Importantly, Cross said, the SEC criticized Yahoo! for not consulting with outside auditors and experts on the matter. She wondered whether prior to the Yahoo! case corporate counsel would have thought of outside consulting as part of the controls and procedures process. She advised companies to be mindful going forward of the Commission’s critique of Yahoo!.

Brexit. Another area of focus for the CorpFin staff in upcoming filings will be Brexit disclosure, according to Parratt. As the March 2019 deadline nears, she noted, the staff is monitoring the disclosure on the topic. So far the quality of reporting is wide ranging, she said, with some companies covering very thoroughly supply chain and personnel issues, and whether Brexit will cause them to have to relocate. Division Director William Hinman added that if a company is still providing generic Brexit disclosure, it should think about whether its shareholders will be surprised about it after it happens.

The LIBOR phase-out could have a significant impact on some companies, Parratt said, so the staff will want to see adequate disclosure if it is a material issue for a company. She added that the staff expects LIBOR-related reporting to improve as more information becomes available on the transition to other reference rates.

LaMothe said that the top areas on which the staff comments remain consistent from year to year. This year the staff issued numerous comments on revenue recognition, fair value disclosure, and MD&A. She advised that when the staff is drafting comments, it tries to understand what a company’s accounting method is and then examines how the company has applied the relevant staff guidance.

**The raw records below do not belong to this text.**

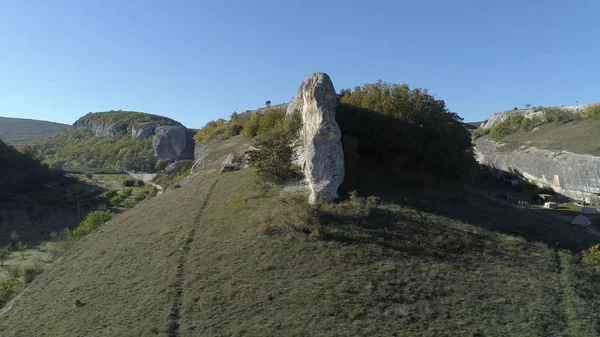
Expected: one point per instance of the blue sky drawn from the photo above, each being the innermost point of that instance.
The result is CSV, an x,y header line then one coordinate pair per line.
x,y
195,61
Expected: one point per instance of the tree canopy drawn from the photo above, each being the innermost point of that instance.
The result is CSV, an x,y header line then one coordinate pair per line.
x,y
407,129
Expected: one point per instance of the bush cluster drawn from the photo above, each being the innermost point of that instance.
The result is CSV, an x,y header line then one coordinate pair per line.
x,y
91,222
273,157
248,124
405,130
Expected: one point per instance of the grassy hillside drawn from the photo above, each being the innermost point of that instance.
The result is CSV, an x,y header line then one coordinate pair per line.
x,y
18,131
472,125
35,200
80,148
221,257
127,118
579,136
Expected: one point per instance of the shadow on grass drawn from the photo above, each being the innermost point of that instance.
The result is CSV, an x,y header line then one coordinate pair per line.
x,y
60,203
468,203
409,232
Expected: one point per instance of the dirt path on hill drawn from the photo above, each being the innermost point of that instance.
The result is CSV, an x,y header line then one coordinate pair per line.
x,y
147,178
175,316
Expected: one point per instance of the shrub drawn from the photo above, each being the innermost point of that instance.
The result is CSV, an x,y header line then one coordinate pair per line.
x,y
527,124
161,164
479,132
591,257
405,130
91,222
270,120
592,111
109,194
251,126
273,156
5,253
9,288
30,272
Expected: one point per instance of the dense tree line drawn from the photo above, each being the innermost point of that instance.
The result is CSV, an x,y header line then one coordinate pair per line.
x,y
79,148
406,130
128,118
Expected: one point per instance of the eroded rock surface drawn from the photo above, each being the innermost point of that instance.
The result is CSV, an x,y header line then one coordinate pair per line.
x,y
320,153
574,175
169,142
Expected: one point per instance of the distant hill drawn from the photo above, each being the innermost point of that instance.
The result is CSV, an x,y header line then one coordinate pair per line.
x,y
31,195
18,131
472,125
115,140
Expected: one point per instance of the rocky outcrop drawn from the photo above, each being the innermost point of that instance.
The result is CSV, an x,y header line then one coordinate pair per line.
x,y
169,142
500,117
574,175
144,130
231,163
320,153
100,130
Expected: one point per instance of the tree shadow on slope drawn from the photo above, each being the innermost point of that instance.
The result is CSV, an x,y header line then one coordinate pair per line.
x,y
469,203
36,200
411,232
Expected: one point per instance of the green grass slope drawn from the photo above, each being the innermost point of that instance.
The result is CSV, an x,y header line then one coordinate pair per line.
x,y
35,200
18,131
127,118
220,257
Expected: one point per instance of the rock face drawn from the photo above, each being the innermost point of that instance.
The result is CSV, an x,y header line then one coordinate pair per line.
x,y
500,117
169,141
574,175
320,153
143,131
100,130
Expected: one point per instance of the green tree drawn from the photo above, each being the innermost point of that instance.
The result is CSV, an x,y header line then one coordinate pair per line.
x,y
252,125
527,124
22,247
272,158
91,222
14,236
270,119
28,150
4,254
406,129
161,164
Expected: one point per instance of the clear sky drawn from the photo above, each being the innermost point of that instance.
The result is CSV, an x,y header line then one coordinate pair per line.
x,y
198,60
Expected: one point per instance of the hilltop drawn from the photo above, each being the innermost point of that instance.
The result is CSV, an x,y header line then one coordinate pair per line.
x,y
230,257
117,140
255,242
32,195
19,131
554,147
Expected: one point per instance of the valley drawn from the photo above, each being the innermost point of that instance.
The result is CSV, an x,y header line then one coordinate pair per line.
x,y
246,237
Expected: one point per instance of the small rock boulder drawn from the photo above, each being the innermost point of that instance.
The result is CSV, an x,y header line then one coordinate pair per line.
x,y
169,142
143,131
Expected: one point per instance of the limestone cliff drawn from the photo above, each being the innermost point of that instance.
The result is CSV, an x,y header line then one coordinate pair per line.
x,y
574,175
500,117
320,153
170,139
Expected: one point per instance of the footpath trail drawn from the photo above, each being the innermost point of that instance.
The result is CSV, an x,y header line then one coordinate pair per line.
x,y
147,178
175,316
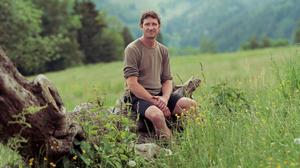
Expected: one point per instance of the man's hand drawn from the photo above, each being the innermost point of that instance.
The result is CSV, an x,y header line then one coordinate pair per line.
x,y
161,103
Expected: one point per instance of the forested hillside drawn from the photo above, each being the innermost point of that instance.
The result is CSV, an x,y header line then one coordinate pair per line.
x,y
227,23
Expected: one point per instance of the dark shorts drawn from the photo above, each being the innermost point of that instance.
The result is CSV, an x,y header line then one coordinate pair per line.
x,y
140,105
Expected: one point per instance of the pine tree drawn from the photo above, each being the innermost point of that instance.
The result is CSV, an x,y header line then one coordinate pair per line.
x,y
91,30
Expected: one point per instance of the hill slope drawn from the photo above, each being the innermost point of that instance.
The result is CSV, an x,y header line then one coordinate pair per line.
x,y
228,23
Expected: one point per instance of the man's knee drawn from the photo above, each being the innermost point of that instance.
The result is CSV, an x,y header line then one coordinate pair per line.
x,y
154,114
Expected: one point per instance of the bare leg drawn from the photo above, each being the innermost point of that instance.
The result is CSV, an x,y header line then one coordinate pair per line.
x,y
183,105
156,116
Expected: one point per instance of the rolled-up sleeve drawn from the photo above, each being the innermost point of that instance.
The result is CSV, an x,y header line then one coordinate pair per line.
x,y
130,62
166,73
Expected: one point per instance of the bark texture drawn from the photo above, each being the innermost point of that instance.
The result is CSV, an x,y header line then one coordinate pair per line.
x,y
35,111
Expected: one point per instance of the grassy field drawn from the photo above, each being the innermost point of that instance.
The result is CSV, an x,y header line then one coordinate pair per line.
x,y
248,101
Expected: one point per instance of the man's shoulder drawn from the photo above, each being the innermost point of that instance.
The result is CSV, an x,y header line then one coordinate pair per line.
x,y
163,48
135,45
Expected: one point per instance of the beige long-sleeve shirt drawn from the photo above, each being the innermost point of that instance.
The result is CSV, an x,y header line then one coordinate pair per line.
x,y
150,65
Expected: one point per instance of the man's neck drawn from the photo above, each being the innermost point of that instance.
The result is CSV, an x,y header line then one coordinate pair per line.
x,y
151,43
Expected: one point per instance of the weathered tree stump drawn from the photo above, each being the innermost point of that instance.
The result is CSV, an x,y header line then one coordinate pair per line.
x,y
144,127
34,111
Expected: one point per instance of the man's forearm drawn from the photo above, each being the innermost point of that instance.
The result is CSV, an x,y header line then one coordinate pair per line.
x,y
140,92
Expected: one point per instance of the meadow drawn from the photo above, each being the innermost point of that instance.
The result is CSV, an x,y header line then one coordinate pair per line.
x,y
248,103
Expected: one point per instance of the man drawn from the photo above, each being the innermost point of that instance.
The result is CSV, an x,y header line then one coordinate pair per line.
x,y
148,77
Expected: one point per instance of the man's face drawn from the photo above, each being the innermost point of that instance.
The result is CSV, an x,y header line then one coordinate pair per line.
x,y
150,28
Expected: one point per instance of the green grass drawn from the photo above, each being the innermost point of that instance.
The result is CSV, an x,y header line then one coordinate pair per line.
x,y
261,136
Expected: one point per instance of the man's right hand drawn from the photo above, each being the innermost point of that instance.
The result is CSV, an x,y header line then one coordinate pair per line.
x,y
161,105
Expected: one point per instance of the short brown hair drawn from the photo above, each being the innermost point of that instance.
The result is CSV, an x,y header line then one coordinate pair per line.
x,y
149,14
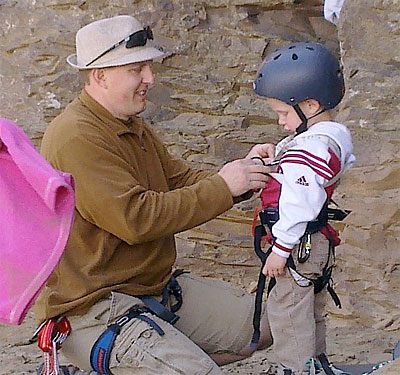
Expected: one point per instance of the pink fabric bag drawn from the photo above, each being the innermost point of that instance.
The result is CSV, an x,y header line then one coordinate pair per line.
x,y
36,216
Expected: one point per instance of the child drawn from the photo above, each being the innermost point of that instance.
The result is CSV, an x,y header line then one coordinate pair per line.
x,y
302,83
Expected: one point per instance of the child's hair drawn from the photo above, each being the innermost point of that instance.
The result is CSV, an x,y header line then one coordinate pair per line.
x,y
301,71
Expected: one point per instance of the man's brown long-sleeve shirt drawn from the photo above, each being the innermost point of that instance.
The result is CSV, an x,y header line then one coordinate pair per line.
x,y
131,198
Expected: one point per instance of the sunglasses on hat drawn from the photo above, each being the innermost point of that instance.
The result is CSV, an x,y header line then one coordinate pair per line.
x,y
137,39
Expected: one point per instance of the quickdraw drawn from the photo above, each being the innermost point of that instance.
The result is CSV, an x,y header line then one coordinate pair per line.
x,y
51,335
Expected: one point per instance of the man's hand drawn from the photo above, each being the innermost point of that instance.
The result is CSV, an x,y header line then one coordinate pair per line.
x,y
263,151
244,175
274,266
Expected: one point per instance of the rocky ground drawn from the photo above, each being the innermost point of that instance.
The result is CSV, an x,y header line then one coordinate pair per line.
x,y
346,344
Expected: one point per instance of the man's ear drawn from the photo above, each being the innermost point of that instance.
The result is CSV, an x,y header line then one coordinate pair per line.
x,y
99,77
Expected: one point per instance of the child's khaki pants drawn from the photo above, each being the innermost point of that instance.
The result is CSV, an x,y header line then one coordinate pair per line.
x,y
296,314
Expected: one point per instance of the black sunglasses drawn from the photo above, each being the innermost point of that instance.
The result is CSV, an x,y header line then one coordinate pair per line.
x,y
137,39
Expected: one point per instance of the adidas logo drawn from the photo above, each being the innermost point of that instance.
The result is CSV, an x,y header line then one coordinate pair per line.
x,y
302,181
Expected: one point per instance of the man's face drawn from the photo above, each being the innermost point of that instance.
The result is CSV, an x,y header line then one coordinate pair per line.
x,y
126,88
287,116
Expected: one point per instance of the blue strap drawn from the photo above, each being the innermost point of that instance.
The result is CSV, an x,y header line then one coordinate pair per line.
x,y
101,350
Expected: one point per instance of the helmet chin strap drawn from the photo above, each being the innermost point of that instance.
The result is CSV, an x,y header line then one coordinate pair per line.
x,y
304,120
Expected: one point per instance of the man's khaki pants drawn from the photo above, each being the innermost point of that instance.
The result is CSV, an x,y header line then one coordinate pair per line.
x,y
215,317
296,314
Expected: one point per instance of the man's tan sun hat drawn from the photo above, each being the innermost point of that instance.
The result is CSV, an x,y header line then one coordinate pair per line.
x,y
111,42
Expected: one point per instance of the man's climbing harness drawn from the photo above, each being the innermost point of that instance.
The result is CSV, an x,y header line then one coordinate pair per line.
x,y
101,350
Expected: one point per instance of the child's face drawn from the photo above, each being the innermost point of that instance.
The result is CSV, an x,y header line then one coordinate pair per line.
x,y
287,116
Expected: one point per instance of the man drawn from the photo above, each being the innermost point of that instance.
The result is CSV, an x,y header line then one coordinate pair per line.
x,y
132,196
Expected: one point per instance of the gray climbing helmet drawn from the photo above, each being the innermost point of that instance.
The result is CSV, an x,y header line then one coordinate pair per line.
x,y
301,71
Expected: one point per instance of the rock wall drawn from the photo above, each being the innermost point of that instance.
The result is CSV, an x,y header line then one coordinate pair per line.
x,y
203,107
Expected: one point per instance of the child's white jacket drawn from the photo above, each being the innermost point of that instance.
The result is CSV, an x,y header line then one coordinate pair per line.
x,y
308,166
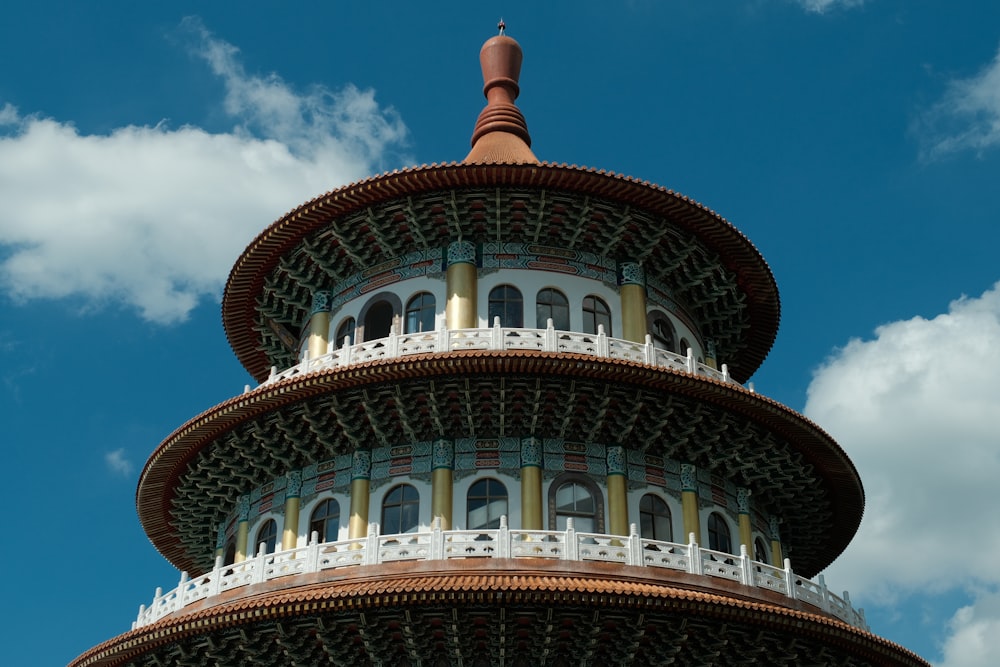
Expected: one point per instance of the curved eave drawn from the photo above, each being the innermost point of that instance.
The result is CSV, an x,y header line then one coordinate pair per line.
x,y
169,461
754,277
510,585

Staff reviews are not limited to the filings themselves, LaMothe said. The staff also looks at analyst reports, news stories, and web sites. The staff’s objective to understand the story of a company, she noted, and then to make sure the company’s MD&A coveys that.

Fewer comment letters. Cross said that overall it seems the staff is issuing fewer comment letter, but that they are harder and more well-informed. LaMothe agreed that there are fewer letters issued, noting that the staff is moving away from sending out generic comments. In addition, the staff is being more proactive in the comment process by calling companies to discuss its questions, she said.

In her opinion, companies also engage in a lot of self-correction. They take into account the comments the staff has issued and adjust their disclosure accordingly, which cuts down on the need for comment letters, LaMothe said.

She emphasized that the staff does not always require an amendment when it has questions about a company’s filing. She advised companies to call the staff for clarification. The staff can hopefully help a company target its responses to the staff’s questions, she added, and avoid having to prepare an amended filing.